For a short couple of years, Noon Mediterranean was a hit in the now-booming fast-casual Mediterranean space — in 2016, the company was hoping to boast 250 stores by 2020. Despite rebranding assistance from the same company that developed Sweetgreen and private investments worth $20 million, Noon struggled. It's unclear what exactly brought down the restaurant, which saw its co-founder and CEO depart in the midst of its bankruptcy, but it seems steep lease prices may be partially to blame. Burgeoning competition didn't help either — in August, for example, popular Mediterranean chain Cava gobbled up another big Mediterranean player, Zoe’s Kitchen, with funding from Panera founder Ron Shaich.
Mediterranean concepts have enjoyed 11% growth on restaurant menus in the last five years in recent years due to consumer demand for healthier quick-service options. From hummus to tabbouleh and fresh pita to flavorful salads, the cuisine has caught the watchful eye of Whole Foods, which named it a top-five trend for 2018, and dietitians who consistently rank the fiber, fish and fats within the category as a winning lifestyle choice.

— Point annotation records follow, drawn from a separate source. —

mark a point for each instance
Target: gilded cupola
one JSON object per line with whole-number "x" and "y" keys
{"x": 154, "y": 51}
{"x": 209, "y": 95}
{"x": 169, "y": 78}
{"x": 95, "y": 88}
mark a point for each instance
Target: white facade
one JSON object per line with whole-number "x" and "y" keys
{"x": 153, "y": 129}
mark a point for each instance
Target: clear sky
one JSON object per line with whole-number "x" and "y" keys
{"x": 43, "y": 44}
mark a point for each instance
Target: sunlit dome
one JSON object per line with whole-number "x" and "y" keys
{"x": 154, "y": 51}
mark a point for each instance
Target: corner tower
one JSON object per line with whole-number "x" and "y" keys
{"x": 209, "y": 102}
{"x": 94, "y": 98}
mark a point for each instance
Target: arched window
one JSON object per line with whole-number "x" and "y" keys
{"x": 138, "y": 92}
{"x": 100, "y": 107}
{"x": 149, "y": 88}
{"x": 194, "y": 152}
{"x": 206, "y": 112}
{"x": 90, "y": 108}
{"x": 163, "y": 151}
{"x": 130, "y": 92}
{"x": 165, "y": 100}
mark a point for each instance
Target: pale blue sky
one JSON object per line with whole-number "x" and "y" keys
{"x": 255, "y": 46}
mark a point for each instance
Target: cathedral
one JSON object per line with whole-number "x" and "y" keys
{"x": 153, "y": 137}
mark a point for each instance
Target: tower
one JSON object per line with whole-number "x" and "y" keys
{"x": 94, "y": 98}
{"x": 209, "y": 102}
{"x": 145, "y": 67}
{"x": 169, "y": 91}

This consumer interest is reflected by the rise of Mediterranean and Middle Eastern chains Cava, Roti, Hummus and Pita Co. and Taïm.
Elite, for its part, has made plenty of moves in the past few years, starting in 2016 with its acquisition of Slater’s bacon-and-beef burgers. That chain was only in California at the time and has since expanded to four states — a move that could foreshadow Noon's future under the restaurant group. Elite bought Daphne’s in April and then teased “two more acquisitions” after announcing its deal with deep-dish chain Patxi’s Pizza in September. Franchising could be a part of Patxi’s future, making that model a possibility for the new Daphne’s/Noon hybrid as well. Though Noon loses its brand in this deal, the new Daphne’s hybrid will incorporate Noon’s popular assembly-line model for gyros with Daphne’s signature Greek plates.
Though Mediterranean flavors aren’t new, as American chefs have been using spices like za’atar and harissa for years now, they are still innovative in fast-casual. But whether all of these concepts can survive in a climate of consolidation — in a field where larger operators see a profitable future — depends on how well this “lifestyle choice” sticks with consumers.